Summary: Keeping skin moisturized is key to controlling an eczema flare up. Get tips on using moisturizers for eczema with expert tips in this free health video.
Audra Hartwig is a mother who has been a long time sufferer with severe environmental allergies (asthma/dust mites). Audra also has two children who have inherited those same allergies...read more
"I like to use a very emollient cream on my daughter for her eczema. This is a thicker, almost pasty, substance that lasts a really long time. It takes a little while to work it into the skin, but what it does is retains that moisture and keeps her skin lubricated and coated so she doesn't have any kind of dry skin, which can in turn lead to a flare up. With eczema, the key factor is always keeping, making sure, that your skin is moisturized. That will prevent flare ups.

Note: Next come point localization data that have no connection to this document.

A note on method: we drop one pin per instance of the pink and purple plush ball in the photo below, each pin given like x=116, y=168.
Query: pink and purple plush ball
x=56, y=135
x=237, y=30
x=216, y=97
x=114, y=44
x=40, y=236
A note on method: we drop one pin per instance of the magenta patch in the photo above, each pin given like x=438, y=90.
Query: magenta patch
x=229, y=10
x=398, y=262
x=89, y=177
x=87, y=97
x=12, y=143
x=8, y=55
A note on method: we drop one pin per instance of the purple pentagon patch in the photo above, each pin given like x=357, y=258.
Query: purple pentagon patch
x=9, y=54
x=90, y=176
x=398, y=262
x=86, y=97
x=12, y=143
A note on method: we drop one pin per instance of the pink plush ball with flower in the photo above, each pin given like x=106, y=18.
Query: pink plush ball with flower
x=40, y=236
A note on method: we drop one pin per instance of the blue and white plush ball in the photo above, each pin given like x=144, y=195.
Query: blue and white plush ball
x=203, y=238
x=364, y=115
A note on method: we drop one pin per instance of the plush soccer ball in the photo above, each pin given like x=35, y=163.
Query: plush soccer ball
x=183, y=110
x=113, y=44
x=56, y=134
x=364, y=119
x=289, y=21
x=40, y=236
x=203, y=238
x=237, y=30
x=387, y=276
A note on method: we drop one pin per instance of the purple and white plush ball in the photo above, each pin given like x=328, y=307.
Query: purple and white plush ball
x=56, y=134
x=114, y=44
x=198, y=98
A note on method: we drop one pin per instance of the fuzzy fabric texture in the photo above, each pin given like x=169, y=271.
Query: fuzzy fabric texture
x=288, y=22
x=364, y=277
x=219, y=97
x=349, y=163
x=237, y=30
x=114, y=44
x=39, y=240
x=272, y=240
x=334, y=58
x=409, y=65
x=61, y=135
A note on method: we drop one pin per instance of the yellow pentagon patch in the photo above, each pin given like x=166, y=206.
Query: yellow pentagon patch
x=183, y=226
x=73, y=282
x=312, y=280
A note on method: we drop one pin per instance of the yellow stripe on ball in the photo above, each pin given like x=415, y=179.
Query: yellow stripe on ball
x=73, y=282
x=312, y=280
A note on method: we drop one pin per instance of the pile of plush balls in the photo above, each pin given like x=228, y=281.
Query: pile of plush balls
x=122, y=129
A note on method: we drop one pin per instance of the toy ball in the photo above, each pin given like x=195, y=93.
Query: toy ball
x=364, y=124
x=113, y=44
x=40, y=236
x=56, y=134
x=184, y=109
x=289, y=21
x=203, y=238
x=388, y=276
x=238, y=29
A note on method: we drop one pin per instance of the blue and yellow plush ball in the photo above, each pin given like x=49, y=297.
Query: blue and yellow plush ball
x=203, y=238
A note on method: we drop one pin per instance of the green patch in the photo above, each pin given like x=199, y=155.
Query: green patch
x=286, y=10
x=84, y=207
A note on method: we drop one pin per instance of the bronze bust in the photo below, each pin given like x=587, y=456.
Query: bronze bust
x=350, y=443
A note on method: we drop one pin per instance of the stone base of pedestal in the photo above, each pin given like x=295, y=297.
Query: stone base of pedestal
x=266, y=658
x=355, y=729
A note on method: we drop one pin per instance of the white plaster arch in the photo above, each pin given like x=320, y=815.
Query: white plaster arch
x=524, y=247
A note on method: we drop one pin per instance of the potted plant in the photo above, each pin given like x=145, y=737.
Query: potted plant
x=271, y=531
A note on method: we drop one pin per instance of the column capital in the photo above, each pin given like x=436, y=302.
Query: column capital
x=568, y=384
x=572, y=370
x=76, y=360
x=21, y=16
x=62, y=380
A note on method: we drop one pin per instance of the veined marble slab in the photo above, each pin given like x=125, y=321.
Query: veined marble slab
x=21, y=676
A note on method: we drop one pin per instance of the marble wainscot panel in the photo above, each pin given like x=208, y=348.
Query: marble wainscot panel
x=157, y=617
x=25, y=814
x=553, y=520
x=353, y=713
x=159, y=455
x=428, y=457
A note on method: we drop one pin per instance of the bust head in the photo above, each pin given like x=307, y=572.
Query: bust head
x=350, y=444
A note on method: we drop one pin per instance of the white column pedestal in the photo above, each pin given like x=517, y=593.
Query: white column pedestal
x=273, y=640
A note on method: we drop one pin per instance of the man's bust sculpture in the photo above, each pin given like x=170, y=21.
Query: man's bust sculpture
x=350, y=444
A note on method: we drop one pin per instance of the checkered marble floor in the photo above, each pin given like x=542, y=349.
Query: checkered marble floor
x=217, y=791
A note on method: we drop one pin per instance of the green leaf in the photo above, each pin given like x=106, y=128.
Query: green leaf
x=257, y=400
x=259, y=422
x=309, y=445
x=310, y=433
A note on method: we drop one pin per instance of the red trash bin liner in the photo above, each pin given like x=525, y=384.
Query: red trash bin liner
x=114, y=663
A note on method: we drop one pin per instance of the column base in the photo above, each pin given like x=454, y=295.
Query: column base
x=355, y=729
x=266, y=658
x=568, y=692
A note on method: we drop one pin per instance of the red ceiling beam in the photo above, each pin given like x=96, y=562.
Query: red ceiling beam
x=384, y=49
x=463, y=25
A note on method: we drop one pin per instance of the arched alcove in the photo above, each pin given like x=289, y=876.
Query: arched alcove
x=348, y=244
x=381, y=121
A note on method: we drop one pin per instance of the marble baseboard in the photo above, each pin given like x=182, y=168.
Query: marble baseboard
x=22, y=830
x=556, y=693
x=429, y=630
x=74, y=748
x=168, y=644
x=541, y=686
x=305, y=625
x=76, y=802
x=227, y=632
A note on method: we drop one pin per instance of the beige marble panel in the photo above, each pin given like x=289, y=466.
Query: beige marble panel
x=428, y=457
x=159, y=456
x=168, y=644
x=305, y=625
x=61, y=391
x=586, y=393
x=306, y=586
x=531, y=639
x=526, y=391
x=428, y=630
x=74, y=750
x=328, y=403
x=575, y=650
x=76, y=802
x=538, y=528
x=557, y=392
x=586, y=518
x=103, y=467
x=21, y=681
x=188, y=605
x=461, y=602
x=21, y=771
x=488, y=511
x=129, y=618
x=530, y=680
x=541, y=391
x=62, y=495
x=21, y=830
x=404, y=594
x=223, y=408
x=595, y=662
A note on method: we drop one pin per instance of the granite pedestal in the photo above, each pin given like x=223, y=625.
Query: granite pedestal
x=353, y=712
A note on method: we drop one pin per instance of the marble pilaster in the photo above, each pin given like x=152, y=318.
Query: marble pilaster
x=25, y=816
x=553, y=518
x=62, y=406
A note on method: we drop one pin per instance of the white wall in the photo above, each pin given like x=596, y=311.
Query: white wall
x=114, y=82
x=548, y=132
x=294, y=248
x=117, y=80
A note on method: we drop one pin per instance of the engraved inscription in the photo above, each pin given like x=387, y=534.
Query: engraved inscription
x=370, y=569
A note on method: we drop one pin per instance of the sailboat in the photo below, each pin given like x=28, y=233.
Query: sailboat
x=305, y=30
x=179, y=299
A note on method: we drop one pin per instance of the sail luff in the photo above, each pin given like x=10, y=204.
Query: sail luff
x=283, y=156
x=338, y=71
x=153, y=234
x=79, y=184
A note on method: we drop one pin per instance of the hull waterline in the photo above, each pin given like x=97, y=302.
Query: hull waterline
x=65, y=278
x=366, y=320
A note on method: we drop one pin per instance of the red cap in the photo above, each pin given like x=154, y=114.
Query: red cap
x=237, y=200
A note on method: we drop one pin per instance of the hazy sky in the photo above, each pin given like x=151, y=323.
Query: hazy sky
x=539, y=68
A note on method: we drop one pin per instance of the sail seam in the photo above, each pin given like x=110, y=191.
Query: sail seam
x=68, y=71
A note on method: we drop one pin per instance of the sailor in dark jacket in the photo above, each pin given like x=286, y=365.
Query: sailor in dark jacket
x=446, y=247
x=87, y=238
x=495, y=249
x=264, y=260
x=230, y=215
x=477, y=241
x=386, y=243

And when you do have a flare up with eczema, the only treatment that will really help is seeing a pediatrician or a dermatologist who can prescribe some kind of a sterile cream, like a cortisone cream to get rid of that itchiness and then, in turn, you can help maintain a very good skin care regime with moisturizers. You don't want to have a flare up, a flare up is extremely painful especially for infants. Because they don't realize that they're even scratching themselves. If you have a flare up it's very itchy and uncomfortable. My daughter, when she was an infant, would scratch herself so much in her sleep that when we would wake up we would see blood on her face, she'd have scratches on her arms. We had to make sure that her nails were trimmed at all times. Something that, even as an adult, you would like to do is keep your nails short so you don't cause any abrasions as your scratching if you do scratch. We also had to put socks on her hands to protect her from scratching her face too much as well."